Quando uma obra entra em domínio público no Brasil: morte real e morte presumida

No Brasil, a proteção dos direitos autorais segue a regra de que uma obra permanece protegida até 70 anos após a morte do autor, contados a partir do 1º de janeiro do ano seguinte ao falecimento. Essa padronização simplifica a contagem e evita divergências sobre datas exatas.

1. Morte conhecida

Quando a data de falecimento do autor é conhecida, a contagem é direta. Por exemplo, Nelson Rodrigues faleceu em 1980. Assim:

  • O prazo de 70 anos começa a contar em 1981, o ano seguinte à morte.

  • As obras entram em domínio público em 01/01/2051, independentemente do dia do aniversário do autor.

  • Qualquer pessoa poderá, a partir dessa data, reproduzir, distribuir ou adaptar suas obras sem necessidade de autorização ou pagamento de direitos autorais.
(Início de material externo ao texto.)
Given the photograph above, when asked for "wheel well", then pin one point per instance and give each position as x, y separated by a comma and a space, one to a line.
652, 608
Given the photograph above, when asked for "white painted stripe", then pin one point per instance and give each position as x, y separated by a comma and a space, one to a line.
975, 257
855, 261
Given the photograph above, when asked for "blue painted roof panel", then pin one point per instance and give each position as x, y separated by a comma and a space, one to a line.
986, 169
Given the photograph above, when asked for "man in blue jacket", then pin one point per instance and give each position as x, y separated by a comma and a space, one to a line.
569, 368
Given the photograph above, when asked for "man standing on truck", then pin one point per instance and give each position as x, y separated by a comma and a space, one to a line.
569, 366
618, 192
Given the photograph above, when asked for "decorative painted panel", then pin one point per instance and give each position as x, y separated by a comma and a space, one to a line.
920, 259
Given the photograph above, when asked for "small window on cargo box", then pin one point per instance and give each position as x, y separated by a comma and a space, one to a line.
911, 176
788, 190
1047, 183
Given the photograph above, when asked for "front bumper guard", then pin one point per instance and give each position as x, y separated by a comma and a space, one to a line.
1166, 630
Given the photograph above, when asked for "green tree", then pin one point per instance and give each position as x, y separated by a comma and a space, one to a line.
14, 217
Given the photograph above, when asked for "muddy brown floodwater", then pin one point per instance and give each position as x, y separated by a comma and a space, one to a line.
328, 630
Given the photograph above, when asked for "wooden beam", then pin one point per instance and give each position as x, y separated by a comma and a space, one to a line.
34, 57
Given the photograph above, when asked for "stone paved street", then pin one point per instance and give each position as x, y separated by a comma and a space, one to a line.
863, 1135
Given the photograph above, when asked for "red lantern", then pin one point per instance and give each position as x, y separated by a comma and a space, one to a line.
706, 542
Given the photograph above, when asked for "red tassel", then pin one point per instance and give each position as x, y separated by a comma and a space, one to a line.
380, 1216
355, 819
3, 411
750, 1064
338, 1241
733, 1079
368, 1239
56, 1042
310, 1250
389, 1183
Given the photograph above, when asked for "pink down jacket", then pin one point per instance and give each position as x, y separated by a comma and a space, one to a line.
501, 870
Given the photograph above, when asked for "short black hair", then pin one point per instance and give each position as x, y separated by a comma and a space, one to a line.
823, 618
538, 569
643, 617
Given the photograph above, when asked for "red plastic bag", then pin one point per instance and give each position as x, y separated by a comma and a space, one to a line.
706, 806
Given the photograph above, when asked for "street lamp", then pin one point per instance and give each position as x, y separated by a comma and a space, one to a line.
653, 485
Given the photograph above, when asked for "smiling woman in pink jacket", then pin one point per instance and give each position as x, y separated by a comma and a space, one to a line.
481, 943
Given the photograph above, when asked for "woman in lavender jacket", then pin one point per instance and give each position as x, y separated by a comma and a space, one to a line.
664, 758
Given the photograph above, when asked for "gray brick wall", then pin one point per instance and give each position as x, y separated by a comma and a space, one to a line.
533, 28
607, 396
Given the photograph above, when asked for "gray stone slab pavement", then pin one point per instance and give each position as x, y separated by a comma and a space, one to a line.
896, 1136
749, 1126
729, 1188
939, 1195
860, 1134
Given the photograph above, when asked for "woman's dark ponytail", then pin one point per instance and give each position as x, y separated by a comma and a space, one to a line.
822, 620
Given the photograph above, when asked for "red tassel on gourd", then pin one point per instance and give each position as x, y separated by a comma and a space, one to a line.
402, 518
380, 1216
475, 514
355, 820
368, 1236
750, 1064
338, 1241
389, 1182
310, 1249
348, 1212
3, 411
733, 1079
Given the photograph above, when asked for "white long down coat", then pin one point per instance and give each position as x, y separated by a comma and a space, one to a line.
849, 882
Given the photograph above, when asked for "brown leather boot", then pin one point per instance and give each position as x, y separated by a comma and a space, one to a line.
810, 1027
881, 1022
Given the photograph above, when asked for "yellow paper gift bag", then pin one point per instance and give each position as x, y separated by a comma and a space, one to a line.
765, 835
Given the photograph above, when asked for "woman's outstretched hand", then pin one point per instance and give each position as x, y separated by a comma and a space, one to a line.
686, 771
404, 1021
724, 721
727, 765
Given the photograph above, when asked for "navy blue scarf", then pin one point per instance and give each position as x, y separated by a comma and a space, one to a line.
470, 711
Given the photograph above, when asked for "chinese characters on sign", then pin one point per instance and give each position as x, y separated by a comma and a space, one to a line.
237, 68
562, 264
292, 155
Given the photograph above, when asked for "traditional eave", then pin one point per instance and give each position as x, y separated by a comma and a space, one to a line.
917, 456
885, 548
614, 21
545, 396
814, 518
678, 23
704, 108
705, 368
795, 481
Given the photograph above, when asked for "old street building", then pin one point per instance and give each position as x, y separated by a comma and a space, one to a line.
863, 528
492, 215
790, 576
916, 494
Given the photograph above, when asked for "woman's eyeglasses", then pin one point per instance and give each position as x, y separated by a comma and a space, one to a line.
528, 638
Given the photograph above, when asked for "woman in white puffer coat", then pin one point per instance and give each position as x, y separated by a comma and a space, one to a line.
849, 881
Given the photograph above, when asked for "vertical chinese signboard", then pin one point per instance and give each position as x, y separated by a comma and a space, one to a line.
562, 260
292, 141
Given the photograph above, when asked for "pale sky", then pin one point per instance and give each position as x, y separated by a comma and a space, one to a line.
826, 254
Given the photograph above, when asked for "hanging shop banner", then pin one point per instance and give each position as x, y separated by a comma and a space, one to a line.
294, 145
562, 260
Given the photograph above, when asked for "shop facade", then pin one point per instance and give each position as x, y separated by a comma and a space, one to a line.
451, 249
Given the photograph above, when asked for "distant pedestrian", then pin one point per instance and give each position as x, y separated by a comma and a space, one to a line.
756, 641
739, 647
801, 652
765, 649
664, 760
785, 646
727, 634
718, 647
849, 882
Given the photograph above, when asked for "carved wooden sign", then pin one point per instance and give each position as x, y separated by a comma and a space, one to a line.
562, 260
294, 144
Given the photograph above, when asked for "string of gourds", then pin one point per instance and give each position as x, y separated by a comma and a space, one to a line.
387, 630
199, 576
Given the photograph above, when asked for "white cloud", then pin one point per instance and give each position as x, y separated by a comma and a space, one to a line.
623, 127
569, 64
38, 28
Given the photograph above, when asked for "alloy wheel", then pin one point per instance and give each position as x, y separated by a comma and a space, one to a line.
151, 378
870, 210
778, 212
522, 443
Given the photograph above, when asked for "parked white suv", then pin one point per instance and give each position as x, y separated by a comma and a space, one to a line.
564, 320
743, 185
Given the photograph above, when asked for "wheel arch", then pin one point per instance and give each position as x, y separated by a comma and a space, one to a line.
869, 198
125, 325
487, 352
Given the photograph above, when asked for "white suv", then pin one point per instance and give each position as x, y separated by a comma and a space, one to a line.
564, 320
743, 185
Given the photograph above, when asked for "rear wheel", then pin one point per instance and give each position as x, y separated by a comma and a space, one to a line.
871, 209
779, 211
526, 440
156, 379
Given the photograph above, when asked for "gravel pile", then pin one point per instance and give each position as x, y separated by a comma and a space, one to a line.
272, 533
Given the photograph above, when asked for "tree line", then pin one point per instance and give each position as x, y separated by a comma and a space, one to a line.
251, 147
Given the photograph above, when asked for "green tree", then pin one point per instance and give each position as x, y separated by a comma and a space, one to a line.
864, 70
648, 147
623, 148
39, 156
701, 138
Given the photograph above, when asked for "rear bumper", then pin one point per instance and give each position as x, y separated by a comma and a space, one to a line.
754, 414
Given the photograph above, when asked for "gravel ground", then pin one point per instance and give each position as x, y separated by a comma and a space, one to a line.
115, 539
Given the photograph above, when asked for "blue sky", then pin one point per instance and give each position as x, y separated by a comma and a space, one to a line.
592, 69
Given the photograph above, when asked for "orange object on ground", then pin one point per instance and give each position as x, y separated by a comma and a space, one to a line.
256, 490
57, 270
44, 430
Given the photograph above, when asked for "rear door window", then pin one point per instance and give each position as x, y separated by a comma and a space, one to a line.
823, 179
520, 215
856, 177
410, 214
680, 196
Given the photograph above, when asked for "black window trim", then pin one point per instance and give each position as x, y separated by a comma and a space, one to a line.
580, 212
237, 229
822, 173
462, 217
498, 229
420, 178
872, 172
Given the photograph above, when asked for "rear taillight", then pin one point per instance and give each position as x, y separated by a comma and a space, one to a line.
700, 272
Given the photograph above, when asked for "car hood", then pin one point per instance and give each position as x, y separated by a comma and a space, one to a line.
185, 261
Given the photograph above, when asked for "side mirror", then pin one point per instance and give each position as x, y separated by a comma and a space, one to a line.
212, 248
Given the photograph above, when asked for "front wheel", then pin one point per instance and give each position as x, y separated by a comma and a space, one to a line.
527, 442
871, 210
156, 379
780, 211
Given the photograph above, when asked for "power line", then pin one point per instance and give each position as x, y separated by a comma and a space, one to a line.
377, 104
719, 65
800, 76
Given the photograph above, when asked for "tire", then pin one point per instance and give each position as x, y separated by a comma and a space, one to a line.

Neste caso, minha própria idade pode servir como referência temporal: eu nasci em 1981 e os 70 anos que completarei em 2051 coincidem exatamente com o período necessário para que as obras de Nelson Rodrigues se tornem de uso público.

2. Morte desconhecida ou ausência

Existem casos em que o autor desaparece e não se tem notícia de sua morte. Nessa situação, a lei brasileira prevê mecanismos específicos:

  • O juiz pode decretar a declaração de ausência.

  • Durante a ausência, abre-se uma sucessão provisória, garantindo proteção temporária aos bens do autor.

  • A sucessão se torna definitiva a partir do décimo ano da sentença de declaração de ausência, configurando a chamada morte civil ou morte presumida.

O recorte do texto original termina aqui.